As he tried to right the car onto its wheels, Neuville burned his hand just to add, in this case, injury to the insult. He later retired for the day with an oil leak caused by the accident.
Sébastien Ogier meanwhile was the sensation of the rally, winning SS5 outright in his Škoda Fabia S2000 to lie fourth overall at the end of the day. The two M-Sport Ford cars weathered the storm perfectly as the stages claimed several others, with Evgeny Novikov leading team-mate Ott Tänak in second and third respectively.
Ogier’s heroics would continue into Saturday and Sunday as despite losing fourth to the recovering Østberg, he would finish the rally an incredible fifth overall as Volkswagen Motorsport continued its learning of the WRC rounds before its 2013 campaign with the Polo R WRC.
To take fifth, Ogier had to repel Chris Atkinson’s more potent Mini John Cooper Works WRC and was doing just that; his challenge becoming that bit more relaxed when ‘Atko’ punctured on the powerstage.
This battle, and Østberg’s rise from seventh to fourth, was all that Sardinia had left in terms of action. The top three ended up all playing it sensibly in order to bag incredibly important results.
The third place was Tänak’s first WRC podium, second equalled Novikov’s best WRC result (from Portugal the same year) and the win was Hirvonen’s first for Citroën and broke a spell of five consecutive second place finishes in Italy.
“I’m still a little nervous, it’s like I won a rally [for the] first time,” Hirvonen said after what would prove to be his final WRC victory.
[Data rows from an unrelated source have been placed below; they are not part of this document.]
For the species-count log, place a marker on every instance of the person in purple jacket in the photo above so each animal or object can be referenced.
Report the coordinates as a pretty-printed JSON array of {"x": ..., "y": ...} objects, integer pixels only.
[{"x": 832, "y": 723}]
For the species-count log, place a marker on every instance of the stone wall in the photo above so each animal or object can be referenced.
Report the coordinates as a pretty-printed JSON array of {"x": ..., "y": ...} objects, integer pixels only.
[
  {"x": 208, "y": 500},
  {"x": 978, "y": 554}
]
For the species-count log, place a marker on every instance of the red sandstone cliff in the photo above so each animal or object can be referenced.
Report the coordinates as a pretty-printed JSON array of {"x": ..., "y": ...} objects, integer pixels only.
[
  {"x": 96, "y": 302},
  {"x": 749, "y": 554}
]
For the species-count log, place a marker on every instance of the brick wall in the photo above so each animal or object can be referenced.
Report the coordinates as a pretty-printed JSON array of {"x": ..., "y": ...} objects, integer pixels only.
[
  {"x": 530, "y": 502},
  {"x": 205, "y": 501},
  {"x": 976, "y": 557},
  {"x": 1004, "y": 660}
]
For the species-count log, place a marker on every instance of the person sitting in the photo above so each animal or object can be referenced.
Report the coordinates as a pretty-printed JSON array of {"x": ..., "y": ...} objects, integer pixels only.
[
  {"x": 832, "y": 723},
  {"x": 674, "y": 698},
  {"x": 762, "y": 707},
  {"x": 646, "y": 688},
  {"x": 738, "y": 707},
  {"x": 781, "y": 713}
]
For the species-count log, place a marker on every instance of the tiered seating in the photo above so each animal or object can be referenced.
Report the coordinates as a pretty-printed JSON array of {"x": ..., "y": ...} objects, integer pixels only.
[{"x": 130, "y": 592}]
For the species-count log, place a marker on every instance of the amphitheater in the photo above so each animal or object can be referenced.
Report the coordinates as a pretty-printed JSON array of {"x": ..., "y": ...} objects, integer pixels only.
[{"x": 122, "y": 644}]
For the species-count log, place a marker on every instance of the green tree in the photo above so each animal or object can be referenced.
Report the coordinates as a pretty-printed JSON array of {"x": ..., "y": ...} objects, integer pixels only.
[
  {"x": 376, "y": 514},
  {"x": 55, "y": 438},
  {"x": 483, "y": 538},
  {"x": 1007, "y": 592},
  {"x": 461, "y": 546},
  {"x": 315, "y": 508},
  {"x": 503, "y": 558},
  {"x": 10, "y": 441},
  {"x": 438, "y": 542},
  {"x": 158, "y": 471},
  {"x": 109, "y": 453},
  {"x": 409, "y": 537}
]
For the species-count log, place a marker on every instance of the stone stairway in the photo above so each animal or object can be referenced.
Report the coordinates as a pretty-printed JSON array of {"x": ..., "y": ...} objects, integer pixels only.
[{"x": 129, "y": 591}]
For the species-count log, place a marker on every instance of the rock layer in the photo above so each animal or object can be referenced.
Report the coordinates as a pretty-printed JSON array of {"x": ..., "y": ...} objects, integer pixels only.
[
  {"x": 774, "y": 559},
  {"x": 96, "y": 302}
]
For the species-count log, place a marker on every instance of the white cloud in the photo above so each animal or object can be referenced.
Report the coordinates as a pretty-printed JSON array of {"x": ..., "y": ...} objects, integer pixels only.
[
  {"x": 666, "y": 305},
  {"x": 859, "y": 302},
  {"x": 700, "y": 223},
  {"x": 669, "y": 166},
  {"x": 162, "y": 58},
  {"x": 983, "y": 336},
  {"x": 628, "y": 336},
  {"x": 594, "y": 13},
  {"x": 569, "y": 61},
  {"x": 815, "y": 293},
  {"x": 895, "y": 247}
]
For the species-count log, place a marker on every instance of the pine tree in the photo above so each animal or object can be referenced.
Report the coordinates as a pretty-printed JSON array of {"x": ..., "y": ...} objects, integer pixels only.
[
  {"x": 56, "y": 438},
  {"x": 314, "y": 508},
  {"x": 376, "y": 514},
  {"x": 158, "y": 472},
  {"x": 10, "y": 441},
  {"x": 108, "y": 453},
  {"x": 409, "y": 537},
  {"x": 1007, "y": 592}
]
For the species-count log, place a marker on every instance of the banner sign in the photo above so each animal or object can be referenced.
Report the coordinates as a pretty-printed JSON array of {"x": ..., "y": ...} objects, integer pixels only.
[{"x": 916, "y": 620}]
“I proved my strongest point in a way that I can be really consistent and win rallies, but still we didn’t have a big fight all three days and I’m sure that’s something we’re going to face next year so I need to be ready for that.”
While indeed it transpired that nobody was ready for Ogier and VW in 2013, Rally Italy 2012 can at least provide some potential insight as to how this year’s quintet can expect to fare in the Mediterranean.
While Elfyn Evans – who made his World Rally Car debut on the same rally the following year – and Kalle Rovanperä have never driven the Sardinian roads in October, the reality is it’ll be new to everybody.
And if the 2012 event is anything to go by, it could be chaotic. Don’t make the mistake of thinking Evans’ 18-point championship lead is safe. It absolutely isn’t.